Zenita Komad, Detail aus: Friedensbüro, 2024 Foto: Ferdinand Neumüller

Seit Anfang Februar gibt es im KULTUM in Graz und im MMKK in Klagenfurt zwei Ausstellungen der Künstlerin Zenita Komad zu sehen, die in ihren Arbeiten schon seit Jahrzehnten Pazifismus, Kapitalismuskritik und Spiritualität miteinander verbindet.

Text: Lydia Bissmann

Sie haben den Franziskus-Saal im KULTUM in ein Friedensbüro verwandelt. Hier finden sich Persönlichkeiten wie Mahatma Ghandi, Bertha von Suttner, Maria Montessori, aber auch Lew Tolstoi, Julian Assange oder Nikola Tesla. Nach welchen Kriterien wurden diese Porträts ausgesucht?

Die Menschen, die hier abgebildet sind, haben sich alle mit dem Frieden in ihren Lebenswerken beschäftigt. Es ist aber keine Ahnengalerie von Heiligen. Mir ist Vielstimmigkeit wichtig, aber ich habe nicht den Anspruch, dass das ohne Fehlbarkeit geht. Maria Montessori zum Beispiel ist eigentlich eine Pazifistin bis in die Knochen und hat trotzdem diesen Vorwurf des Faschismus auf dem Buckel. Ich finde, sie dem Faschismus zuzuschreiben, ist totaler Irrsinn. Sie musste aus Mussolinis Italien flüchten und es gibt Schriften, in denen sie sich sehr klar positioniert. Es gab auch eine große Diskussion im Vorfeld über die politische Neigung des Julian Assange, dessen Gesicht auf dem Plakat für die KULTUM-Ausstellung ist. „If Wars Can Be Started by Lies, Peace Can Be Started With Truth“. Das ist ein Satz von ihm, der mir irrsinnig gut gefällt. Ob er jetzt Trump nahesteht oder nicht, interessiert mich nicht. Dass ein Mensch, der Dinge aufgedeckt hat, die eigentlich transparent sein sollten, seit zwölf Jahren im Gefängnis ist, ist untolerierbar.

Foto: Studio Zenita Komad

Über die Gesichter im Friedensbüro, die durch rote Fäden miteinander verbunden sind, liegen wohlbekannte geometrische Muster und Teile eines Bleistifts, der immer wieder in der Ausstellung unter anderem als Friedensbaum auftaucht. Wofür steht für Sie der Bleistift?

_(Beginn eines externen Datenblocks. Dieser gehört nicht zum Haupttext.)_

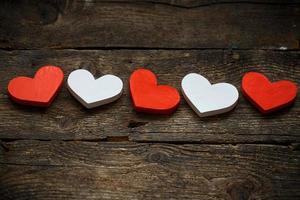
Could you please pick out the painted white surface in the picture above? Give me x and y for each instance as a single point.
(207, 99)
(93, 92)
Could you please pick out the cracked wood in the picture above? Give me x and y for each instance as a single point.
(80, 170)
(66, 119)
(151, 24)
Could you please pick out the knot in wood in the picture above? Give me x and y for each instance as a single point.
(157, 157)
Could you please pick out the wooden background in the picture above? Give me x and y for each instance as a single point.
(112, 152)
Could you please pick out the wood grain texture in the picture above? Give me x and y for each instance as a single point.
(85, 170)
(149, 24)
(67, 119)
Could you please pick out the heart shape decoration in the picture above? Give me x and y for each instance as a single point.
(206, 99)
(267, 96)
(91, 92)
(38, 91)
(149, 97)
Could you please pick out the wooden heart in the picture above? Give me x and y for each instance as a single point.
(267, 96)
(149, 97)
(92, 93)
(38, 91)
(207, 99)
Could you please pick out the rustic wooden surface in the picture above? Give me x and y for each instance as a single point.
(112, 152)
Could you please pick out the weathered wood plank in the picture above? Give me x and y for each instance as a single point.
(79, 170)
(150, 24)
(66, 119)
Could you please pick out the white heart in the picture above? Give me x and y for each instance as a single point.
(93, 92)
(207, 99)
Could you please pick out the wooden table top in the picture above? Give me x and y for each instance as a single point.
(112, 152)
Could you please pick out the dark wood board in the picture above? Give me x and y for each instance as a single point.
(150, 24)
(112, 152)
(66, 119)
(85, 170)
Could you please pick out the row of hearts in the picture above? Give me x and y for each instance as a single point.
(148, 96)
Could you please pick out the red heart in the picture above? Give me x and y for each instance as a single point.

Der Bleistift hat für mich damit zu tun, dass wir Erschaffer von einer Realität sind. Er ist für mich ein gutes Symbol für das Übertragen des Denkens in die Welt. Er soll uns daran erinnern, dass wir uns unserer Verantwortung bewusst werden. Wir sind nicht nur Beobachter eines Horrorfilms, den wir Realität nennen, wir haben die Kraft, unsere Tools und Ressourcen für den Frieden einzusetzen und sollten das auch tun. Diese Pflicht mit einer höheren Ebene zu verbinden, ist mir hier ein Anliegen. Der Radiergummi steht dafür, dass es eben Dinge zu korrigieren gibt. Der Krieg, so wie ich es sehe, ist aber eigentlich ein innerer Zustand, an dem wir jetzt gerade arbeiten. Wir müssen begreifen, dass es eigentlich die egoistische Natur des Menschen ist, die dieses Unheil verursacht. In den vergangenen Jahrzehnten ist aufgrund der Problematik vieler Institutionen und der Fehlbarkeit von Menschen mit ihren egoistischen Ausbeutungsprinzipien der Zugang zu einer spirituellen Verbundenheit verloren gegangen. Ich glaube, dass der Mensch das aber braucht. Wenn wir die Verbindung wieder herstellen zwischen den Menschen, kommen wir dadurch dem Schöpfungsprinzip näher. Das Symbol dafür sind die Fäden, die sich durch die Werke in der ganzen Ausstellung ziehen. Nur im Zusammenschluss kann sich, glaube ich, etwas verändern.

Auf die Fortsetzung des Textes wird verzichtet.